KI researchers awarded over SEK 35 million by the Swedish Childhood Cancer Fund
The Swedish Childhood Cancer Fund's allocation reflects the needs that exist in areas such as new technology and precision medicines. This year's call for proposals means that SEK 125 million will be allocated to 62 projects in the field of childhood cancer, of which SEK 35,400,000 will go to researchers at Karolinska Institutet.
The Swedish Childhood Cancer Fund is the single largest financier of Swedish childhood cancer research and supports projects that go from basic basic research, via clinical patient-related research to research that follows up on how survivors of childhood cancer feel, both physically and mentally.
Great need for new drugs
The research projects that are granted funding reflect the needs that exist, according to Britt-Marie Frost, the Swedish Childhood Cancer Fund's Head of Research.
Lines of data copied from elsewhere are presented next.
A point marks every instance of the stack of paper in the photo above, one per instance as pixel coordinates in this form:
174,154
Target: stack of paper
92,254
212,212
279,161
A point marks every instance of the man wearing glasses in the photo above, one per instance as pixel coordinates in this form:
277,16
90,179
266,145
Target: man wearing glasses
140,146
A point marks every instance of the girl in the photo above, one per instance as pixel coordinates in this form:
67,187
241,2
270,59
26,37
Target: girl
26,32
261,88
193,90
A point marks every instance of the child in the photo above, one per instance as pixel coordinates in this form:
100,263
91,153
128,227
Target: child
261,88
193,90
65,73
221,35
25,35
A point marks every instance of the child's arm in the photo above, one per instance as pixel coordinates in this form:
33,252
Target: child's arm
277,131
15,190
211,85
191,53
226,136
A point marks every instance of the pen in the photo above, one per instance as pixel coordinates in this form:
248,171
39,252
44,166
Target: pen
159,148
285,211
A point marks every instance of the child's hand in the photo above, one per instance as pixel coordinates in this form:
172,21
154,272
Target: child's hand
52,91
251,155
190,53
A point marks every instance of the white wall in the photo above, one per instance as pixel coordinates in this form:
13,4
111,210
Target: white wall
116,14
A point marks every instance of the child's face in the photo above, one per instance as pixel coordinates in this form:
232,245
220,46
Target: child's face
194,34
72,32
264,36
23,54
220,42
"It's very much about being able to reduce both over- and under-treatment through new technology and access to more genetic information, but also to find new drugs such as immunotherapies and precision drugs that we can then combine in different ways for better effect," she says. "There is a great need to develop new drugs and more personalised treatments. We need to get more of the new types of drugs that are now being developed for testing and approval for children."
The projects at Karolinska Institutet that received the largest grants are:
Rikard Wicksell at the Department of Clinical Neuroscience, is awarded SEK 3,900,000 over three years for the project "DAHLIA-ung: en behovsanpassad digital behandling för unga med långvarig smärta efter cancersjukdom" (DAHLIA-young: a needs-adapted digital treatment for young people with chronic pain after cancer).
Nikolas Herold at the Department of Women's and Children's Health, has been awarded SEK 3,000,000 over 3 years for the project "Bekämpa cytostatikaresistens och utveckla nya kombinationsbehandlingar för barncancer" (Combating cytostatic resistance and developing new combination treatments for childhood cancer).